Firstly, let us explore what exactly ‘interoperability’ means. The interoperable approach uses a fixed schema, which enables the theoretical bi-directional exchange of data between two compliant applications. However, the approach has proved unreliable at both data exchange and bi-directional support due to technical compliance by large software vendors and the complexity of setting up such tools.
Therefore, we should perhaps be more concerned with data integration which connects a superset schema to enable all data to be exchanged, whatever it may be. This is especially attractive in this area of engineering due to its complexity and the ever-expanding need to incorporate other contextual data to add operational and service value to asset information.
In connection with data integration, we need to ask ourselves what BIM, GIS, IoT, BMS, telemetry and CAD all have in common. The answer: they are no ordinary data; they all benefit from being geolocated in some way. Many professionals in the world of GIS have long understood the benefits of geolocation. In engineering, on the other hand, the approach to geolocation has often been from the microscopic perspective of the asset being built relative to itself, rather than relative to the wider world or city view.
This micro/macro perspective is interesting as it starts to provide context for the challenges of integrating geolocated information. At first glance, it looks easy. After all, there are only so many types of location methods. We can map from one to the other, so geolocation must surely provide the ultimate primary key to all data in the world, right? Well, maybe, but is this really true?
The issues of grids (including snakes), topology, moving grids and planets not being as round as we would like are all interesting, well-known and well-documented challenges in the GIS community. A less-discussed wider challenge is: even if we did geolocate all of the data types described above, what could we do with that information? And how does the state and fidelity of the data affect its ability to be used safely for which purposes? The figure shows a number of different data types and potential uses.
This illustrates how each part of the vast community involved in the built and natural environment has developed an ecosystem that is suited to its needs. Engineering and architecture are moving towards an integrated world of geometry and data, described by objects. The accuracy of the geometry can be to several decimal places; however, the typical tolerance of construction can be up to 50mm.
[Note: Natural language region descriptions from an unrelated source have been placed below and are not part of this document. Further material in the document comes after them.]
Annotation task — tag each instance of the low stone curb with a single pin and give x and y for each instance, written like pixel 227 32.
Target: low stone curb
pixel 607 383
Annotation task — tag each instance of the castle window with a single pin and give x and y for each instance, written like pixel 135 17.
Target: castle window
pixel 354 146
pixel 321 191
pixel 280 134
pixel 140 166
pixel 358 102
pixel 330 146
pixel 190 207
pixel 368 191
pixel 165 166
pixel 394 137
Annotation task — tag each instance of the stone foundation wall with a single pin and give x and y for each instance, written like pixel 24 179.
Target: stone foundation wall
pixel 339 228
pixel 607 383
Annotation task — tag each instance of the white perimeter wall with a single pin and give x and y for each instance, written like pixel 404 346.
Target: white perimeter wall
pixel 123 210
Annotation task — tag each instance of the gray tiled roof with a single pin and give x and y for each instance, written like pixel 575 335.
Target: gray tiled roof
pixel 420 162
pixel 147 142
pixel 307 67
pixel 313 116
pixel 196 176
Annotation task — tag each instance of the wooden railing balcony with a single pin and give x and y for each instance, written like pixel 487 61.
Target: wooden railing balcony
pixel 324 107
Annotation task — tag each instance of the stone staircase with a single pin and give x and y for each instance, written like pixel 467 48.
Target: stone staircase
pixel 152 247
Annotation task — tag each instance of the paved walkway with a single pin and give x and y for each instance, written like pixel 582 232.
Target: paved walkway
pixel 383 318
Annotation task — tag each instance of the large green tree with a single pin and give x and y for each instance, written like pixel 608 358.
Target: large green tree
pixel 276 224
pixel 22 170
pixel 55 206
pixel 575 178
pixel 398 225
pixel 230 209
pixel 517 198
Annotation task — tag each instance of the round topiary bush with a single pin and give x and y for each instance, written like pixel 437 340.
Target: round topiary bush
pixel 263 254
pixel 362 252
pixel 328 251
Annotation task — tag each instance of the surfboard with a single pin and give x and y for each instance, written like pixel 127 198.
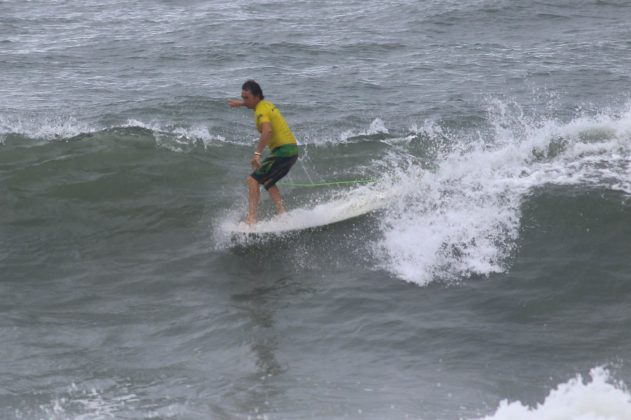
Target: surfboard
pixel 317 216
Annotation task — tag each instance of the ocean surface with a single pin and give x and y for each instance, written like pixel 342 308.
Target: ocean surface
pixel 494 284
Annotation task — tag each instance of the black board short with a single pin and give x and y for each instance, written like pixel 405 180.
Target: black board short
pixel 273 168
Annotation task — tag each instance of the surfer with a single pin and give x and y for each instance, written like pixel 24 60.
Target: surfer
pixel 276 135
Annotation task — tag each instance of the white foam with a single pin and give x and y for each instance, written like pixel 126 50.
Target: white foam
pixel 47 127
pixel 377 126
pixel 463 217
pixel 598 399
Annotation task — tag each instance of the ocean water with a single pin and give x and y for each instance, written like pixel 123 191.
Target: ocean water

As we move along the axis and reduce the fidelity of data, the use cases change: from service provision to planning and strategic purposes. Data also has a temporal component; it ages as the asset ages. Briefing data is very different from handover data, and sensor data provided by the emergent IoT world offers yet another dimension.
This leaves us with another fascinating question: which piece of data is correct, and how do I know I have that piece of data in front of me to solve my current problem? Data provenance and state are two concepts we have not heard about much to date. But get ready… you soon will.